Anaesthesia | General ICU Care | ECG II
ECG II
Session Overview
Description
This session follows on from ECG I and presents the ECG as an electrical map of the heart. It details the abnormalities expected with myocardial infarction and left ventricular hypertrophy.
Learning Objectives
By the end of this session you will be able to:
- Recognise the ECG as an anatomical map of the heart and relate each lead to the correct anatomical area of the heart
- Recognise common normal variants in 12-lead ECG recording
- Distinguish a normal ECG from one indicating acute myocardial infarction, myocardial ischaemia, or left ventricular hypertrophy
- State the importance of T wave changes on the ECG
Prerequisites
Before commencing this session you should complete:
- ECG I (001-0141)
This is the second of three sessions about the ECG. This session explains how the ECG provides an assessment of the state of the myocardium, and how to recognise pattern changes on the ECG that can point to underlying pathology.

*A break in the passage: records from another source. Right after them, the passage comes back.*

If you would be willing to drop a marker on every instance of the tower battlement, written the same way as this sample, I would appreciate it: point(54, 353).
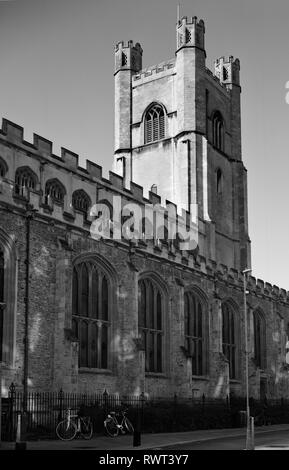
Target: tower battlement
point(128, 56)
point(191, 20)
point(227, 70)
point(190, 32)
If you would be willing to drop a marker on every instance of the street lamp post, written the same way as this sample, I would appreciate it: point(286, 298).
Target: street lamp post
point(248, 429)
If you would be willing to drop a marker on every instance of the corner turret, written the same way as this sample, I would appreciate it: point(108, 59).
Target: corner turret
point(227, 70)
point(191, 33)
point(128, 56)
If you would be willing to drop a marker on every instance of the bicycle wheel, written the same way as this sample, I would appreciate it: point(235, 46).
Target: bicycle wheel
point(86, 428)
point(128, 425)
point(110, 427)
point(66, 431)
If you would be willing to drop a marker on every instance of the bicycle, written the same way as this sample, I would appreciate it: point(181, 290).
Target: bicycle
point(113, 426)
point(74, 425)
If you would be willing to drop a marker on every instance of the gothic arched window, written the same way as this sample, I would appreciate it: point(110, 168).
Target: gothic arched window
point(3, 168)
point(154, 124)
point(8, 297)
point(150, 322)
point(218, 131)
point(1, 300)
point(25, 180)
point(259, 339)
point(229, 337)
point(194, 332)
point(81, 201)
point(219, 181)
point(91, 298)
point(54, 191)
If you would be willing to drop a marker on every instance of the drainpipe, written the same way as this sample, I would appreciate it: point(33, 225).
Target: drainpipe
point(29, 216)
point(188, 142)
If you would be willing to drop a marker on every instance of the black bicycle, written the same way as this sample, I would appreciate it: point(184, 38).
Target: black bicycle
point(74, 425)
point(117, 422)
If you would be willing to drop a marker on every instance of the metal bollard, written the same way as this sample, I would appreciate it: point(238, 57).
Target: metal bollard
point(252, 433)
point(19, 445)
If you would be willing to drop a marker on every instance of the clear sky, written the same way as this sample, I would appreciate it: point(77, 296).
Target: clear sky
point(57, 59)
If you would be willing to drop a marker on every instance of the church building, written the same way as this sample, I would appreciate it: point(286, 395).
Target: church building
point(132, 314)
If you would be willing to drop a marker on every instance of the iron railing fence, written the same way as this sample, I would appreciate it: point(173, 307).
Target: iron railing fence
point(152, 414)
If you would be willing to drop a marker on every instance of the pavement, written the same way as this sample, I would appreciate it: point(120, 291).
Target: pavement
point(150, 441)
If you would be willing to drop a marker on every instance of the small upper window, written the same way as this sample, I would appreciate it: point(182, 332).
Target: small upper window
point(3, 168)
point(54, 190)
point(218, 131)
point(25, 179)
point(81, 201)
point(219, 180)
point(154, 124)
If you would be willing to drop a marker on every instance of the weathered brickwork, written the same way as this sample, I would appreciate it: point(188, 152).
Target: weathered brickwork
point(59, 237)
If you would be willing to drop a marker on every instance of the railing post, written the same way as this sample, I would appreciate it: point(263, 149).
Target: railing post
point(203, 403)
point(11, 411)
point(60, 400)
point(105, 400)
point(137, 430)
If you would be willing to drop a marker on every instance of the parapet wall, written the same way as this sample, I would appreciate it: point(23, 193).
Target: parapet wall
point(41, 149)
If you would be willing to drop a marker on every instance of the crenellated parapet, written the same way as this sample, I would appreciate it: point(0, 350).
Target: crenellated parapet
point(65, 168)
point(163, 68)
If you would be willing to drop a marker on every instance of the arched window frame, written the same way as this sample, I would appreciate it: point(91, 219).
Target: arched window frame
point(259, 329)
point(3, 168)
point(25, 181)
point(54, 191)
point(8, 301)
point(218, 131)
point(81, 201)
point(151, 326)
point(154, 123)
point(195, 328)
point(230, 337)
point(219, 181)
point(94, 351)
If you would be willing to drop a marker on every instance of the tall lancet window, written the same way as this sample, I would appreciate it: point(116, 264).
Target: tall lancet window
point(1, 300)
point(259, 339)
point(91, 313)
point(218, 131)
point(154, 124)
point(150, 312)
point(229, 339)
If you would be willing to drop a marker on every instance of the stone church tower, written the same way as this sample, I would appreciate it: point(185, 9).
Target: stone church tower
point(178, 133)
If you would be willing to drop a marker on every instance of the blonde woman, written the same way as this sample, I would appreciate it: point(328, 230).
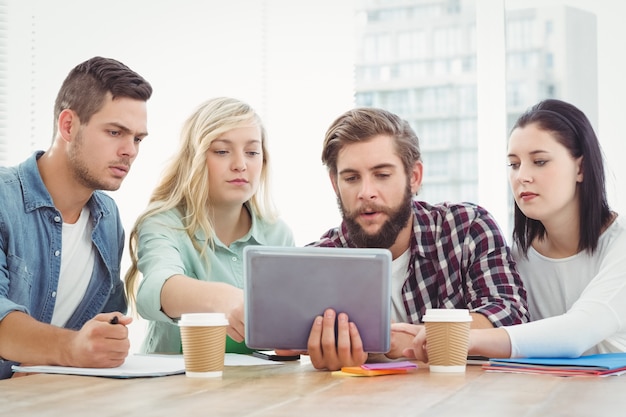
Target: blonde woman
point(211, 202)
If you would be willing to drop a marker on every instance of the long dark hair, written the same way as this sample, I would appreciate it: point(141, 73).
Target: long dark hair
point(572, 129)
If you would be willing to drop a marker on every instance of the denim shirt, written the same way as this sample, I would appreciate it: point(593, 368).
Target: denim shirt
point(30, 260)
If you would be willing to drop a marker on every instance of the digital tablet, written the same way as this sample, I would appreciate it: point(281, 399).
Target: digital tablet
point(286, 287)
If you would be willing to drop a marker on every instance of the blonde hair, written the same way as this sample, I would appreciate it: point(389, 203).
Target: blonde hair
point(185, 183)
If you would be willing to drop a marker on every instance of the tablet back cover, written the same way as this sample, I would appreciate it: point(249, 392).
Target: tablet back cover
point(286, 287)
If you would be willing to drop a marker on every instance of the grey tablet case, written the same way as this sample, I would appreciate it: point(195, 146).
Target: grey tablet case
point(286, 287)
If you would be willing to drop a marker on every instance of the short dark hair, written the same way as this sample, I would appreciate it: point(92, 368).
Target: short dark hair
point(362, 124)
point(572, 129)
point(86, 86)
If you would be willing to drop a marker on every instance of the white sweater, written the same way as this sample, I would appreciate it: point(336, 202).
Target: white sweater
point(579, 303)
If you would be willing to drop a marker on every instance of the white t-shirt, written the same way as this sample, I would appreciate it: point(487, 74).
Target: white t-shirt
point(579, 302)
point(399, 268)
point(77, 258)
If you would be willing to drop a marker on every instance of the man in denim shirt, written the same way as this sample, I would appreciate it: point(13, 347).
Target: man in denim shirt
point(62, 238)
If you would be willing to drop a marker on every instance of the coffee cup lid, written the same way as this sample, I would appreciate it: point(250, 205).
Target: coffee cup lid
point(203, 319)
point(446, 315)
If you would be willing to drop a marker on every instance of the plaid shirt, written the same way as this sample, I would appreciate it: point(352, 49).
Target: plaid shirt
point(459, 259)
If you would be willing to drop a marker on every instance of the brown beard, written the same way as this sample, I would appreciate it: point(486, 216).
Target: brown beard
point(388, 233)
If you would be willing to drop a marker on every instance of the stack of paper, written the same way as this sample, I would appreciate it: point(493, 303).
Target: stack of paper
point(604, 364)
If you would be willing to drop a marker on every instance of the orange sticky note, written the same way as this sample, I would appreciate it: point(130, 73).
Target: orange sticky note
point(357, 370)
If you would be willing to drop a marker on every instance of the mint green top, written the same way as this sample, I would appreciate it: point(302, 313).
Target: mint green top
point(164, 250)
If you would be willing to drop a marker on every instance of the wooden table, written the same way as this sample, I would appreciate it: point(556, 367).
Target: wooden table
point(296, 389)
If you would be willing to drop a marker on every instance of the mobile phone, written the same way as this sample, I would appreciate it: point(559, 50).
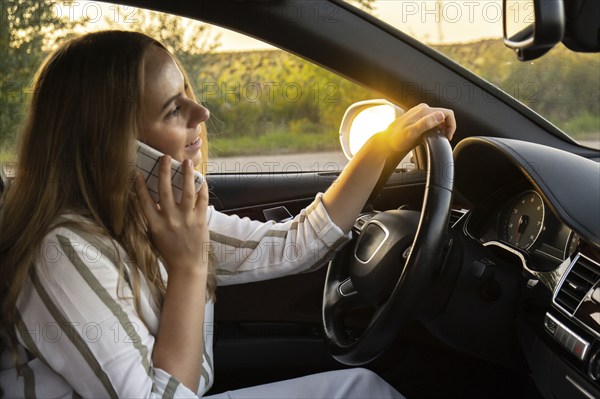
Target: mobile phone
point(148, 163)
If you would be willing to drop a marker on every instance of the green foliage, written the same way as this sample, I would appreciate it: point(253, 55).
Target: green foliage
point(251, 94)
point(559, 86)
point(263, 101)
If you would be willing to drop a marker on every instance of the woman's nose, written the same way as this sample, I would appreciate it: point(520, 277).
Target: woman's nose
point(199, 114)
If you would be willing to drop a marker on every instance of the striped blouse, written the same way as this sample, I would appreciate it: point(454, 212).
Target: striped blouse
point(80, 335)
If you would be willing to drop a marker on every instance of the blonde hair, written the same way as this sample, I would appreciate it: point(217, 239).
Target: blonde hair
point(77, 155)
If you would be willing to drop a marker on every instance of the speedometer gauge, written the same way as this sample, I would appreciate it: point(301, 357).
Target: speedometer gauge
point(525, 220)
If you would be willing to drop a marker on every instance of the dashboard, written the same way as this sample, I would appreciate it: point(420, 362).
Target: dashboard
point(534, 215)
point(518, 217)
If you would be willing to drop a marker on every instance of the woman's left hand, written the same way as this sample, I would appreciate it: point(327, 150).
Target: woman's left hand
point(405, 132)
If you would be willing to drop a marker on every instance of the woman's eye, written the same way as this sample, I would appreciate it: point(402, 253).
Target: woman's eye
point(175, 111)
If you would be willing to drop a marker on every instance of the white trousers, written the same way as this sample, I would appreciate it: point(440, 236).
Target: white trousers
point(354, 383)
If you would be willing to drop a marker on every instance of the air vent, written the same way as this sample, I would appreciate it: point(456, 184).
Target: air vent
point(455, 216)
point(583, 275)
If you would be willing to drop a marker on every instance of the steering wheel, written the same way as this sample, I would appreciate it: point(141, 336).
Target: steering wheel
point(390, 265)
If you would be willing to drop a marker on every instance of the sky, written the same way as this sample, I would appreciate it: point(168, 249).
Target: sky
point(431, 21)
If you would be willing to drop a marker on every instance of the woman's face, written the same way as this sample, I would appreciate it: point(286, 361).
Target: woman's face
point(172, 121)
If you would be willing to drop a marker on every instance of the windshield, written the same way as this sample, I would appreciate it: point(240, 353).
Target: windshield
point(562, 86)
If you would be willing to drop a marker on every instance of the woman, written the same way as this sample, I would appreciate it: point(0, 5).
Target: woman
point(86, 253)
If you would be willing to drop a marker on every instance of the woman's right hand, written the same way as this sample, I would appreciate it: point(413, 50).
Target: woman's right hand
point(179, 231)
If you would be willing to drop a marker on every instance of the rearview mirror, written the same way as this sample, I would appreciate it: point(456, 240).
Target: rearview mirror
point(533, 27)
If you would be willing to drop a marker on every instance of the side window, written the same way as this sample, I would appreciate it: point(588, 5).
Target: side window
point(270, 110)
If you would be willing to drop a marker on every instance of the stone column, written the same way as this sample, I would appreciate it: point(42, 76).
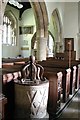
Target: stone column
point(41, 51)
point(0, 32)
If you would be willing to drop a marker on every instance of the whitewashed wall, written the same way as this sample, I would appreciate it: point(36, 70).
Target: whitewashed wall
point(71, 23)
point(69, 17)
point(12, 51)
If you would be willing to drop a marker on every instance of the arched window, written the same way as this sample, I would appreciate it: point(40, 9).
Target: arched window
point(9, 31)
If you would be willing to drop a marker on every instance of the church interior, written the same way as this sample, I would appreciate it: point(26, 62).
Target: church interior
point(39, 59)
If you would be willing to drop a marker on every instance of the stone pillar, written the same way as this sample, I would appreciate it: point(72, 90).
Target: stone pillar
point(42, 46)
point(0, 31)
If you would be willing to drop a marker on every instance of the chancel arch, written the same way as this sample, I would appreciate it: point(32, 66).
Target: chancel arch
point(41, 18)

The characteristic waveform in each lead of a normal ECG can be identified digitally and an ECG be declared 'normal' by appropriate computer software.
The shape, morphology, of the QRS complex varies depending on the lead viewed. However, whilst the characteristic ST segment elevation of myocardial infarction (MI) is easily recognisable, subtle T wave morphological changes are a bit more tricky.
Correct interpretation of the 12-lead ECG and recognition of acute MI, myocardial ischaemia or left ventricular hypertrophy (LVH) are essential skills for all anaesthetists.